Adjustments in 44% of the first circle of the President

Abraham Nuncio: First the rich

AND

in Latin America, the only constitution that defines the socioeconomic regime that founds and regulates its productive, public, social and cultural life is that of Cuba. In article 1 it establishes: Cuba is a socialist State of law and social justice, democratic, independent and sovereign, organized with all and for the good of all as a unitary and indivisible republic, founded on the work, dignity, humanism and ethics of its citizens..

I have always wondered why none of the other countries in the Americas assume themselves based on what their economic and social base is, that is, why none of them define themselves as capitalist in their constitution. Usually, the constitutional terms to define their regime are those of free, sovereign, republican, democratic, representative, federal or unitary. These terms, we have seen, are relative and non-existent in certain situations. Let us think of military dictatorships: in them these definitions disappear and are replaced by the rude orders of those who take power by means of arms. However, what does not disappear or fundamentally change is production. Workers and businessmen continue without major changes: some receive a salary and others profits. Its activity is then the central thing in all the countries whose relations between them are defined by capital. These relationships determine the functioning and content of the other activities and institutions of society.

Why, then, this omission that extends to all areas of daily life. My hypothesis is that it is due to a shameful feeling for the spontaneous inequality that the capitalist regime segregates and to a defense strategy of the State that privileges its holders. With laws and diverse practices it is a matter of disguising this privilege and that it be seen as something natural. Simulation and the need to control the proletariat so that it does not oppose inequality have been accentuated, precisely, in the decades of so-called neoliberalism.

There are places where that inequality becomes more hateful. One of them is the state of Nuevo León, in Mexico. Their plutocracy is dissatisfied with the modestly leveling policies of the current government carried out – which they find insulting – under the slogan of first the poor. And they have fought them by calling them populists. As if any capitalist country could survive without them. In Mexico they become more visible because of the ruinous balance left by business populism. The opposition today aspires to this type of populism, fed and financed by the plutocracy, whose epicenter is the sampetrino-regiomontana faction, as can be seen in the media with the greatest coverage headed by the axis The North-Reform.

Corporate populism has grown in Mexico since the government privatized the resources of the boom oil; continued with the companies managed by him and crowned his attack on the vast majority by converting the banks’ liabilities into public debt: the bailing outthrough Fobaproa and Ipab.

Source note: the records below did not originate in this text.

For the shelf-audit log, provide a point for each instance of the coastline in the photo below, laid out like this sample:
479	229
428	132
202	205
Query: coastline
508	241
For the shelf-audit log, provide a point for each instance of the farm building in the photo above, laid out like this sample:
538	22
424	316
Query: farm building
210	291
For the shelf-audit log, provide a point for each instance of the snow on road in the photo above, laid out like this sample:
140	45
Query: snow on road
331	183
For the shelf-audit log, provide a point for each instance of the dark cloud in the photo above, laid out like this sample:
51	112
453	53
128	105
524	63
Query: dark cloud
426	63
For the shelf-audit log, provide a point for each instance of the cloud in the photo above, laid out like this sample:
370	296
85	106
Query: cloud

Now, the PRI and PAN blocs –the majority in the Nuevo León Congress– are promoting a law that makes companies recipients of a similar rescue intended for emergencies. One of those emergencies can be, according to the initiative, that the workers of a company declare a strike. 0.5 of the annual budget would be allocated to the fund: now some 600 million pesos that, if not exercised or partially exercised, would go to a trust. A council made up of authorities and representatives of business organizations would also be created. The workers, who are the direct producers, do not enter into the scheme.

To the traditional bipartisanship, PAN-PRI, the growing bench of the MC would be added to which mayors and deputies from those parties are joining.

Such a law would be one of many samples of the vocation of the privatization of the public hemisphere of the State. The morenista deputy Jessica Martínez has written: While the citizens are increasing property taxes, endorsement, water and transportation, companies are trying to create a fund for their own rescue ( Future5/26/22).

From electoral legality to the abusive distribution of water and its political use, the comment is escorted by the conclusion: the rich come first.

Unlike the federal electoral law, where the financing of individuals to political campaigns should not exceed that of public origin, the Nuevo León law ignores that provision. Thus, in past elections the PAN has been able to capture, with private contributions, up to seven times more than its share of public financing.

Given the severe water cuts to poor neighborhoods, a PRI practice reappeared with the colors of MC: a deputy from this party managed the presence of pipes in those neighborhoods to save your future voters from the urge.

If in a capitalist regime everything converges to maintain inequality in favor of larger capitalists, in Nuevo León the idea shines that freedom and democracy –empty business singsong– have nothing to do with equality or justice.